IX. Statutory and Executive Order Reviews

    This final rule establishes a tolerance under FFDCA section 408(d) 
in response to a petition submitted to the Agency. The Office of 
Management and Budget (OMB) has exempted these types of actions from 
review under Executive Order 12866, entitled ``Regulatory Planning and 
Review'' (58 FR 51735, October 4, 1993). Because this final rule has 
been exempted from review under Executive Order 12866, this final rule 
is not subject to Executive Order 13211, entitled ``Actions Concerning 
Regulations That Significantly Affect Energy Supply, Distribution, or 
Use'' (66 FR 28355, May 22, 2001) or Executive Order 13045, entitled 
``Protection of Children from Environmental Health Risks and Safety 
Risks'' (62 FR 19885, April 23, 1997).
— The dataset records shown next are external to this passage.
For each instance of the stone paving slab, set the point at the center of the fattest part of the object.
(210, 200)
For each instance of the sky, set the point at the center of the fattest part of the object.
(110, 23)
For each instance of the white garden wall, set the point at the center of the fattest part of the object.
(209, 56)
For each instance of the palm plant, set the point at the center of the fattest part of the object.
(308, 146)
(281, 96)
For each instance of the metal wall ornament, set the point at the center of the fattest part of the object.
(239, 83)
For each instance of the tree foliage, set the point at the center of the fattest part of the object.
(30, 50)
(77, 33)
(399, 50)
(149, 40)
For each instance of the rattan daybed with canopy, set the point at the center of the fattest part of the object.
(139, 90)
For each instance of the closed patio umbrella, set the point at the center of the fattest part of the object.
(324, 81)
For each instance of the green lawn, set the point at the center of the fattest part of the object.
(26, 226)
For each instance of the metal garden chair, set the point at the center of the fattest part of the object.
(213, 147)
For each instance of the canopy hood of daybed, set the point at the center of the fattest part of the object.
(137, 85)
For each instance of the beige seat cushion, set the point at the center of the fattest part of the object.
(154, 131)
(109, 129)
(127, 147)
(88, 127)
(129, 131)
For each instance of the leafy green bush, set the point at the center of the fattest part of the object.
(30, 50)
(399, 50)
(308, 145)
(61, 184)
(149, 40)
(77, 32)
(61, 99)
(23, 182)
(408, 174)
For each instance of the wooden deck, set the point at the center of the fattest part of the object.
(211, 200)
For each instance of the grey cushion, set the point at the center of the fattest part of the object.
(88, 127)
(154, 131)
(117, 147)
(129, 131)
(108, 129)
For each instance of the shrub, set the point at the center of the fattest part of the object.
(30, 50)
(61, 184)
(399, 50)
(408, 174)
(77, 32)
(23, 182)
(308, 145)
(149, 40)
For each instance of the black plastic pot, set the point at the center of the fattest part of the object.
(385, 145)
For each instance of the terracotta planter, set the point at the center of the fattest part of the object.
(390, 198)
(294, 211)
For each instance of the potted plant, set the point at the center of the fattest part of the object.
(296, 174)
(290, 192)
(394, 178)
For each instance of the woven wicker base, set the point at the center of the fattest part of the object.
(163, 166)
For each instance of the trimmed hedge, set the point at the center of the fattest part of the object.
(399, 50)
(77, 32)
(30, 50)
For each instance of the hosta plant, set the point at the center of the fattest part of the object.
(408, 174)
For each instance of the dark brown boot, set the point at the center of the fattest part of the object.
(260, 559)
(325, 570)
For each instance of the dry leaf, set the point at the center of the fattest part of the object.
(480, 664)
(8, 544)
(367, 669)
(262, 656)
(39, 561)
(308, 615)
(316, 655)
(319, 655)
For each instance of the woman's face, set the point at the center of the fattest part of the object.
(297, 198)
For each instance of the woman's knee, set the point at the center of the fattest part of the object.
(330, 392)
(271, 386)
This final rule does not contain 
any information collections subject to OMB approval under the Paperwork 
Reduction Act (PRA), 44 U.S.C. 3501 et seq., nor does it require any 
special considerations under Executive Order 12898, entitled ``Federal 
Actions to Address Environmental Justice in Minority Populations and 
Low-Income Populations'' (59 FR 7629, February 16, 1994).
    Since tolerances and exemptions that are established on the basis 
of a petition under FFDCA section 408(d), such as the tolerance 
exemption in this final rule, do not require the issuance of a proposed 
rule, the requirements of the Regulatory Flexibility Act (RFA) (5 
U.S.C. 601 et seq.), do not apply.
    This final rule directly regulates growers, food processors, food 
handlers, and food retailers, not States or tribes, nor does this 
action alter the relationships or distribution of power and 
responsibilities established by Congress in the preemption provisions 
of FFDCA section 408(n)(4). As such, the Agency has determined that 
this action will not have a substantial direct effect on States or 
tribal governments, on the relationship between the national government 
and the States or tribal governments, or on the distribution of power 
and responsibilities among the various levels of government or between 
the Federal Government and Indian Tribes. Thus, the Agency has 
determined that Executive Order 13132, entitled ``Federalism'' (64 FR 
43255, August 10, 1999) and Executive Order 13175, entitled 
``Consultation and Coordination with Indian Tribal Governments'' (65 FR 
67249, November 9, 2000) do not apply to this final rule. In addition, 
this final rule does not impose any enforceable duty or contain any 
unfunded mandate as described under Title II of the Unfunded Mandates 
Reform Act of 1995 (UMRA) (2 U.S.C. 1501 et seq.).
    This action does not involve any technical standards that would 
require Agency consideration of voluntary consensus standards pursuant 
to section 12(d) of the National Technology Transfer and Advancement 
Act of 1995 (NTTAA) (15 U.S.C. 272 note).

X. Congressional Review Act

    Pursuant to the Congressional Review Act (5 U.S.C. 801 et seq.), 
EPA will submit a report containing this rule and other required 
information to the U.S. Senate, the U.S. House of Representatives, and 
the Comptroller General of the United States prior to publication of 
the rule in the Federal Register. This action is not a ``major rule'' 
as defined by 5 U.S.C. 804(2).

List of Subjects in 40 CFR Part 180

    Environmental protection, Administrative practice and procedure, 
Agricultural commodities, Pesticides and pests, Reporting and 
recordkeeping requirements.

    Dated: October 25, 2013.
Steven Bradbury,
Director, Office of Pesticide Programs.

    Therefore, 40 CFR chapter I is amended as follows:

PART 180--[AMENDED]

0
1. The authority citation for part 180 continues to read as follows:

    Authority:  21 U.S.C. 321(q), 346a and 371.

0
2. Revise Sec.  180.1299 to read as follows:


Sec.  180.1299  Prohydrojasmon; exemption from the requirement of a 
tolerance.

    An exemption from the requirement of a tolerance is established for 
residues of the biochemical pesticide prohydrojasmon (PDJ), propyl-3-
oxo-2-pentylcyclo-pentylacetate, when used as a plant growth regulator 
in or on apple and grape pre-harvest, in accordance with label 
directions and good agricultural practices.